Résumé de la décision
Dans cette affaire, Mme [K] [U] a formé trois pourvois contre un arrêt rendu le 4 novembre 2022 par la cour d'appel de Paris, qui avait ordonné le placement de ses deux fils, [W] [V] (né en 2007) et [O] [B] [V] (né en 2010), sous l'assistance sociale de l'enfance jusqu'au 30 novembre 2022. Toutefois, un jugement ultérieur du 23 septembre 2023 a déclaré qu'il n'y avait plus lieu à assistance éducative concernant les deux mineurs, rendant par conséquent les pourvois sans objet. La Cour de cassation a pris acte du désistement de Mme [U] concernant le procureur général et a déclaré qu'il n'y avait pas lieu à statuer sur les autres pourvois, affirmant que les mesures avaient épuisé leurs effets.
Arguments pertinents
Les arguments principaux de la décision reposent sur le fait que les mesures d'assistance éducative étaient devenues obsolètes après la décision du juge des enfants en date du 23 septembre 2023. La Cour de cassation précise que « les mesures d'assistance éducative ont épuisé leurs effets », ce qui justifie l'absence de nécessité de statuer sur les pourvois formés par Mme [U]. La déclaration du juge des enfants venait ainsi conclure que l'objet de l'appel était sans fondement désormais, rendant les pourvois inopérants.
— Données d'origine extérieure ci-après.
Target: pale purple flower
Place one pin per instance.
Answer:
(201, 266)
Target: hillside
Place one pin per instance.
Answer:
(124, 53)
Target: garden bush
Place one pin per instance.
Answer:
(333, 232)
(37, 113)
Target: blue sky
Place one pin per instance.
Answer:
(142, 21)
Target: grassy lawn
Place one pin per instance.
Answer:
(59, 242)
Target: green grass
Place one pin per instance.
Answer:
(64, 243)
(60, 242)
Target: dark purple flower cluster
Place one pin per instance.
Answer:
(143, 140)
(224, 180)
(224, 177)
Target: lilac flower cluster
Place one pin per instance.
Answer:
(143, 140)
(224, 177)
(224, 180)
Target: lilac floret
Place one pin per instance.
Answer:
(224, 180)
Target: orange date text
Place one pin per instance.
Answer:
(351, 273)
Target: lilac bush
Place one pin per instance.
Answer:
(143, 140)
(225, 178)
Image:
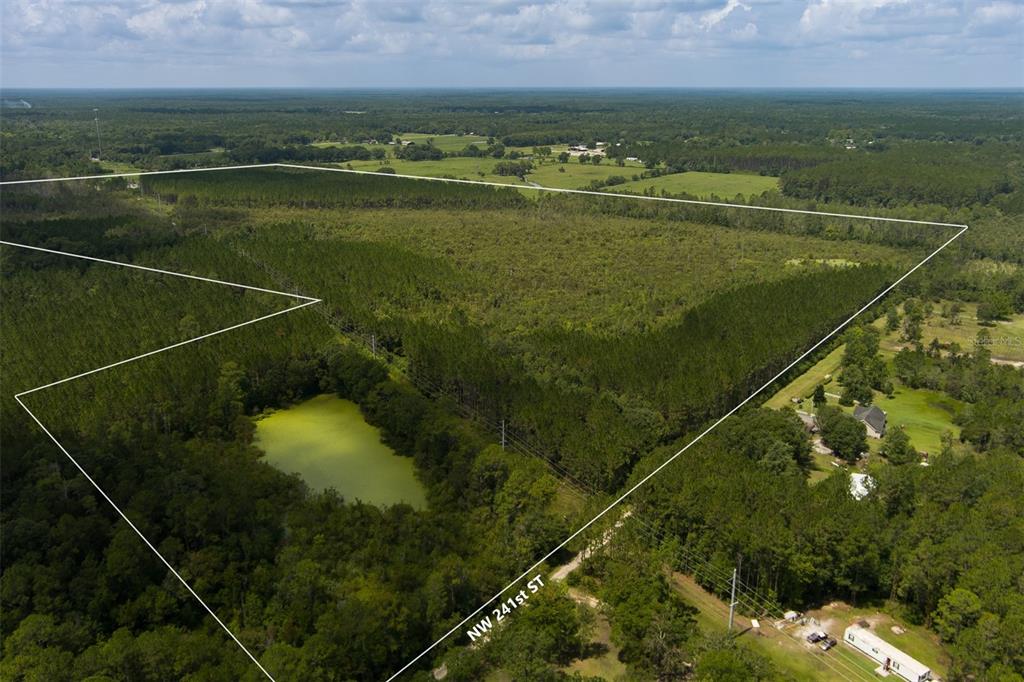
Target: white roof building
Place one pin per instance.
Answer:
(860, 485)
(891, 658)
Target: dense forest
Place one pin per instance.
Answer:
(599, 334)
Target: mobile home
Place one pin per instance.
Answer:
(892, 659)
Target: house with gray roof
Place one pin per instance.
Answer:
(873, 418)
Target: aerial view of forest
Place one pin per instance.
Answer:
(395, 366)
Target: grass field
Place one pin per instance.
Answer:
(604, 664)
(803, 386)
(444, 142)
(916, 641)
(725, 185)
(924, 414)
(790, 655)
(1008, 336)
(571, 175)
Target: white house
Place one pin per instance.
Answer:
(860, 485)
(892, 659)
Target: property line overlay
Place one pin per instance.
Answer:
(962, 228)
(306, 301)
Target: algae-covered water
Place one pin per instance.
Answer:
(328, 442)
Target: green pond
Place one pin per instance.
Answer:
(328, 442)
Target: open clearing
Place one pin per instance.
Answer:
(702, 184)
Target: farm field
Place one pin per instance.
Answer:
(1008, 335)
(572, 175)
(723, 185)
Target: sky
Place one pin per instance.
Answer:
(515, 43)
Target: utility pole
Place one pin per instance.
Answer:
(99, 148)
(732, 599)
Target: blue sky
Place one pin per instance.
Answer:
(355, 43)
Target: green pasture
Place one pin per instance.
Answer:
(924, 414)
(1008, 336)
(724, 185)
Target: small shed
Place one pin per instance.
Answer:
(860, 485)
(873, 418)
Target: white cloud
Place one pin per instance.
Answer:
(571, 36)
(714, 17)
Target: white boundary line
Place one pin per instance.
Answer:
(591, 193)
(310, 301)
(684, 449)
(307, 301)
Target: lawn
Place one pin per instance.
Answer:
(924, 414)
(725, 185)
(803, 386)
(1008, 336)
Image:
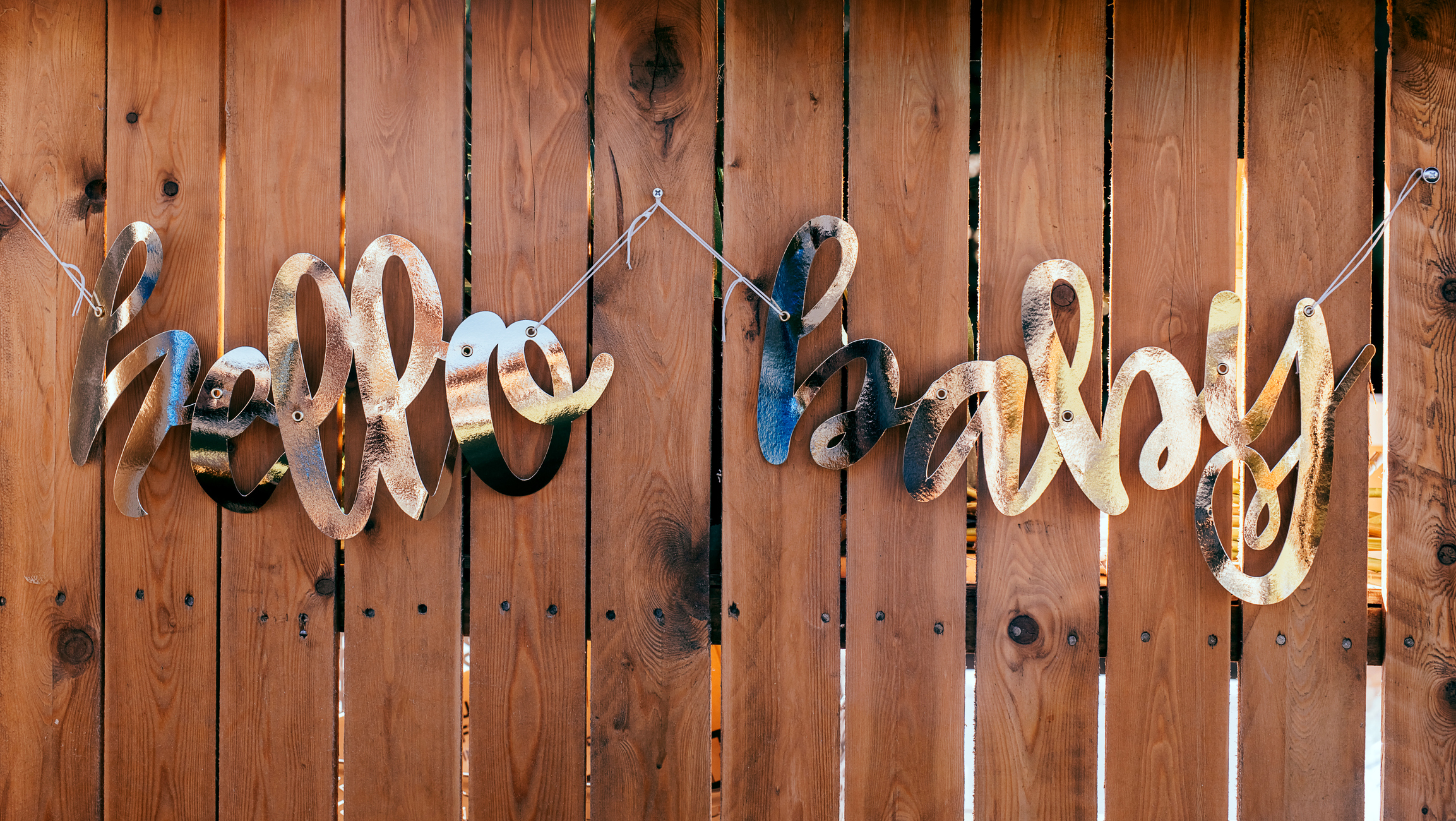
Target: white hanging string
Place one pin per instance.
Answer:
(73, 273)
(625, 241)
(1363, 252)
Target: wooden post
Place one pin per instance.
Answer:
(1310, 143)
(781, 522)
(160, 704)
(530, 229)
(403, 140)
(655, 92)
(1419, 767)
(1176, 75)
(278, 676)
(909, 200)
(53, 159)
(1041, 198)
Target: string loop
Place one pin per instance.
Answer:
(72, 273)
(1428, 175)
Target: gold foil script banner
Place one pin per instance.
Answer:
(355, 338)
(1167, 457)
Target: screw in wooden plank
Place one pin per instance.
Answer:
(1022, 629)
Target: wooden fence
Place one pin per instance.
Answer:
(187, 664)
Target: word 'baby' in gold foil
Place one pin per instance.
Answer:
(1167, 456)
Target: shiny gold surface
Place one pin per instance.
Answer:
(468, 368)
(215, 431)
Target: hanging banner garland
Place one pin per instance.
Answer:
(357, 340)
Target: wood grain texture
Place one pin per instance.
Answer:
(403, 118)
(51, 146)
(529, 239)
(655, 110)
(277, 677)
(909, 198)
(1176, 72)
(1419, 766)
(160, 702)
(1041, 198)
(1310, 120)
(782, 165)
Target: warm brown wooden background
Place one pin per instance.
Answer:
(511, 141)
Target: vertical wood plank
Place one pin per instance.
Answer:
(655, 110)
(529, 233)
(782, 165)
(51, 147)
(909, 198)
(1419, 766)
(405, 159)
(1176, 73)
(1310, 139)
(1041, 198)
(160, 702)
(277, 677)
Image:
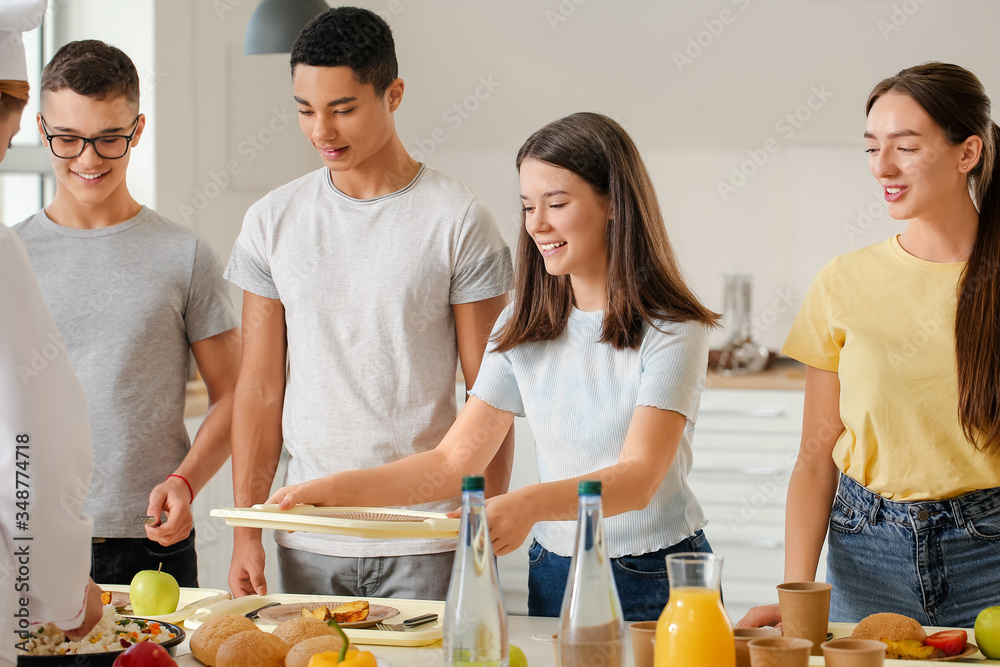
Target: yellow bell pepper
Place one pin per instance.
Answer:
(325, 659)
(345, 657)
(354, 658)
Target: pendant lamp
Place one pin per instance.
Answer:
(276, 23)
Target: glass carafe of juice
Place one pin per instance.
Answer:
(694, 630)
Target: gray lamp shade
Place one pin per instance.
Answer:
(276, 23)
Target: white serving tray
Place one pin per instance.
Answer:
(396, 524)
(419, 636)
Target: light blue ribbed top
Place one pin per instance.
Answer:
(578, 396)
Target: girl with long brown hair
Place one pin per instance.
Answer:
(901, 433)
(604, 350)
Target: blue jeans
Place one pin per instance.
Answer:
(935, 561)
(115, 560)
(641, 580)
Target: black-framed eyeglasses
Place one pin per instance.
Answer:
(109, 146)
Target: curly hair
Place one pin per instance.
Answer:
(349, 37)
(94, 69)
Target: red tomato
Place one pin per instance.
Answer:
(145, 654)
(952, 642)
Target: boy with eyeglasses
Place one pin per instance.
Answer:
(371, 275)
(133, 294)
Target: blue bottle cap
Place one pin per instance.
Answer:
(474, 483)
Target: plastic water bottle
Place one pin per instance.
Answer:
(475, 620)
(591, 627)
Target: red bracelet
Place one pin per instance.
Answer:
(186, 482)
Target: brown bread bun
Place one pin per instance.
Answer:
(252, 649)
(300, 654)
(891, 626)
(299, 628)
(207, 639)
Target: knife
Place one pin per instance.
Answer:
(253, 614)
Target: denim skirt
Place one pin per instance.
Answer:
(935, 561)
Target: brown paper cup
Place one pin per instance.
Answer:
(779, 652)
(642, 633)
(744, 635)
(848, 652)
(805, 611)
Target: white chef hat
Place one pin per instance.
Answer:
(16, 17)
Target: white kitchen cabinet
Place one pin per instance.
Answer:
(745, 445)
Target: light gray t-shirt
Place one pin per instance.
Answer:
(367, 287)
(129, 300)
(579, 394)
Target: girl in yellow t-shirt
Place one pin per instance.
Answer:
(901, 433)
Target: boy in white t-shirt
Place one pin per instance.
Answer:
(370, 278)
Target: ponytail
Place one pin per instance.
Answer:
(977, 322)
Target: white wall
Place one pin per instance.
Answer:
(694, 120)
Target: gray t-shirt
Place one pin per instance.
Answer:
(129, 300)
(367, 287)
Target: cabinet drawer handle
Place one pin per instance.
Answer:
(757, 544)
(753, 472)
(772, 413)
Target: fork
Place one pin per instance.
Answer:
(408, 623)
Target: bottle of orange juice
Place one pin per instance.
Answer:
(694, 630)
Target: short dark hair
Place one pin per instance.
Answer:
(349, 37)
(94, 69)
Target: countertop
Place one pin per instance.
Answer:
(533, 635)
(784, 373)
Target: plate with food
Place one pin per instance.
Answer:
(354, 614)
(48, 646)
(906, 639)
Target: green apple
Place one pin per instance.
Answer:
(153, 593)
(988, 632)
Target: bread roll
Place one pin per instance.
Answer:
(252, 649)
(296, 629)
(299, 654)
(207, 639)
(889, 626)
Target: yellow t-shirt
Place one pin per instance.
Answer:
(884, 321)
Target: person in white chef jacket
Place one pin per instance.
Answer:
(45, 454)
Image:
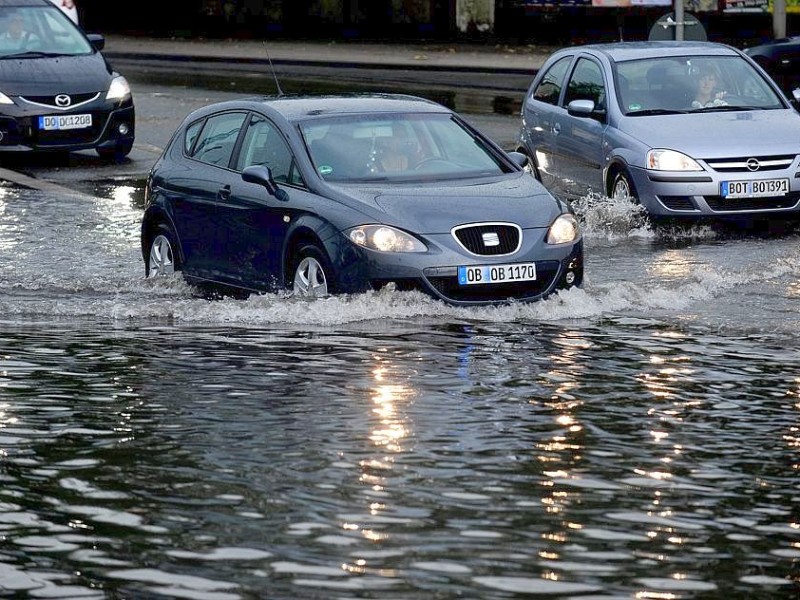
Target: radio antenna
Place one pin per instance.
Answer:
(272, 68)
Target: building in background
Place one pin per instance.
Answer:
(740, 22)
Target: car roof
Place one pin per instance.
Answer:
(622, 51)
(300, 107)
(16, 3)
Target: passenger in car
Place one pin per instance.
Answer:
(707, 93)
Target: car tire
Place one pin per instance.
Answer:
(311, 273)
(622, 187)
(162, 256)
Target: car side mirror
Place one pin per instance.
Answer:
(520, 159)
(97, 40)
(581, 108)
(261, 175)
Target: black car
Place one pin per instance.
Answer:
(57, 91)
(781, 59)
(343, 194)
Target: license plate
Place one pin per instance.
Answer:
(754, 189)
(57, 122)
(497, 273)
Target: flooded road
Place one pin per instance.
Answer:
(638, 438)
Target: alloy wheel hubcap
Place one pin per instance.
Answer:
(309, 279)
(161, 259)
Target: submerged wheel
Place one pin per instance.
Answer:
(162, 259)
(622, 187)
(312, 273)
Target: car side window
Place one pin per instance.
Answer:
(549, 88)
(264, 145)
(586, 83)
(216, 140)
(191, 136)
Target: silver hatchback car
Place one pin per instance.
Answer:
(689, 129)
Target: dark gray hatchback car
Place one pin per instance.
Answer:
(57, 91)
(344, 194)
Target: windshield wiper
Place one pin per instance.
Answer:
(726, 108)
(33, 54)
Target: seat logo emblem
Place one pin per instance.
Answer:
(491, 239)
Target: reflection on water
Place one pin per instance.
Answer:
(634, 439)
(416, 459)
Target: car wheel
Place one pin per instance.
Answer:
(162, 258)
(312, 273)
(622, 187)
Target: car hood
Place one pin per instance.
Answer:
(438, 208)
(54, 75)
(715, 135)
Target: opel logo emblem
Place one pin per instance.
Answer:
(490, 239)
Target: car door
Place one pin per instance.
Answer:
(194, 191)
(251, 223)
(579, 137)
(538, 117)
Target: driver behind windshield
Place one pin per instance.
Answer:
(16, 34)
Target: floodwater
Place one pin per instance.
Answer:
(637, 438)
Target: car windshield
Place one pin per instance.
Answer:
(27, 31)
(692, 84)
(397, 147)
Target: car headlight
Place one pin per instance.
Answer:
(119, 89)
(384, 239)
(563, 230)
(669, 160)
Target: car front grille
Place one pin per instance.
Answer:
(683, 203)
(546, 272)
(489, 239)
(744, 164)
(76, 100)
(720, 204)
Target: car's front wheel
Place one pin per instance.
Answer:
(312, 273)
(622, 187)
(162, 258)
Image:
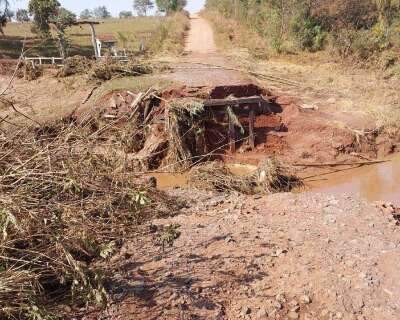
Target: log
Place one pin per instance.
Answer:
(335, 164)
(231, 135)
(252, 119)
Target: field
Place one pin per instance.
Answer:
(145, 189)
(129, 33)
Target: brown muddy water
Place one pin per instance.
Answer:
(378, 182)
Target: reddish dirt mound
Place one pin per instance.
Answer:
(282, 128)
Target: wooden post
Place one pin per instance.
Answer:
(231, 134)
(252, 120)
(96, 53)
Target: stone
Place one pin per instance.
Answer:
(329, 219)
(245, 311)
(262, 314)
(278, 305)
(138, 287)
(280, 298)
(305, 299)
(292, 315)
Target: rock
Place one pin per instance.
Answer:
(294, 306)
(329, 219)
(292, 315)
(262, 314)
(325, 314)
(305, 299)
(280, 298)
(277, 305)
(138, 287)
(245, 311)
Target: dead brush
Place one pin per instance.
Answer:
(65, 207)
(184, 123)
(270, 177)
(108, 68)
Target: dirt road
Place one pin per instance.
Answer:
(197, 67)
(200, 38)
(287, 256)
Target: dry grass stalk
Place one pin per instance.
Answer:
(184, 123)
(271, 176)
(67, 201)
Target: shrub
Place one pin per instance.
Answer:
(308, 32)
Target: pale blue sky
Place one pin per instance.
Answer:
(114, 6)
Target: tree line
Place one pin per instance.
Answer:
(364, 26)
(49, 15)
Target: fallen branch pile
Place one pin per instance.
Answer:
(271, 177)
(66, 203)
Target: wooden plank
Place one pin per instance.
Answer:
(237, 101)
(252, 119)
(231, 135)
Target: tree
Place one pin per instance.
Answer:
(86, 14)
(61, 22)
(169, 6)
(3, 14)
(10, 14)
(142, 6)
(101, 12)
(43, 12)
(47, 13)
(125, 14)
(22, 15)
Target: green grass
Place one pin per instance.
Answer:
(129, 33)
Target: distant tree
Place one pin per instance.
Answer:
(101, 12)
(86, 14)
(169, 6)
(61, 22)
(43, 12)
(4, 8)
(10, 14)
(48, 13)
(142, 6)
(125, 14)
(22, 15)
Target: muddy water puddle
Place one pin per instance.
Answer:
(379, 182)
(173, 180)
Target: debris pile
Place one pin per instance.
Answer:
(270, 177)
(75, 65)
(67, 203)
(29, 71)
(106, 69)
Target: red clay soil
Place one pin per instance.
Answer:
(286, 256)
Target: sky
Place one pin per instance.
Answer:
(114, 6)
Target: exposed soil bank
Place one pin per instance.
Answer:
(375, 182)
(285, 256)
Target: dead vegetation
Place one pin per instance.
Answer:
(271, 176)
(66, 205)
(104, 69)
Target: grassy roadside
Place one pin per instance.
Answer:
(332, 84)
(158, 34)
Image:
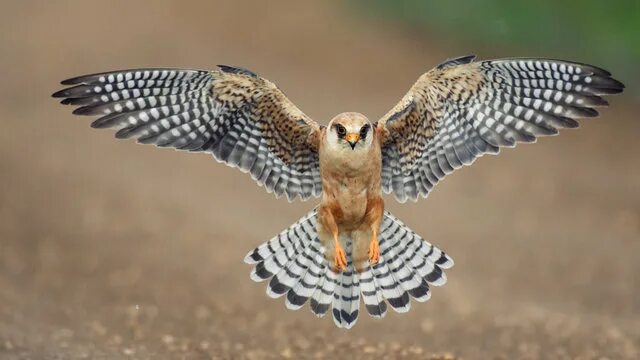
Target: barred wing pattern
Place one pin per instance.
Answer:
(295, 265)
(244, 120)
(462, 109)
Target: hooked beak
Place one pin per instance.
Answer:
(352, 139)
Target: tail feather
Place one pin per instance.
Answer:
(294, 261)
(372, 294)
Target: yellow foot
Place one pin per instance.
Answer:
(339, 259)
(374, 251)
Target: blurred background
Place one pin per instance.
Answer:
(113, 250)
Interprétations et citations légales
Dans son analyse, la Cour applique les principes relatifs aux procédures de protection de l’enfance, notamment en ce qui concerne l’assistance éducative. En se basant sur le Code de l'action sociale et des familles, la Cour rappelle que les décisions relatives à l'assistance éducative doivent être révisées si les conditions qui justifient ces mesures évoluent.
Le jugement du 23 septembre 2023 stipule que « n'y avoir plus lieu à assistance éducative » signifie que la situation des mineurs ne nécessite plus l'intervention des services sociaux, ce qui est en accord avec le principe de l'adéquation de l'intervention à l'évolution des circonstances familiales et à l'intérêt supérieur de l’enfant.
Ainsi, l'article pertinent ici pourrait être le suivant :
- Code de l'action sociale et des familles - Article 375 : « Le juge des enfants peut également ordonner toute mesure d'assistance éducative qu'il juge utile dans l'intérêt de l'enfant. »
En conclusion, la décision de non-lieu à statuer de la Cour de cassation rappelle l'importance d'un équilibre entre la protection des mineurs et la prise en compte de l'évolution de leur situation, confirmant que les décisions judiciaires en matière d'assistance éducative doivent être ancrées dans la réalité des faits et ne subsistent que tant que leur raison d'être demeure.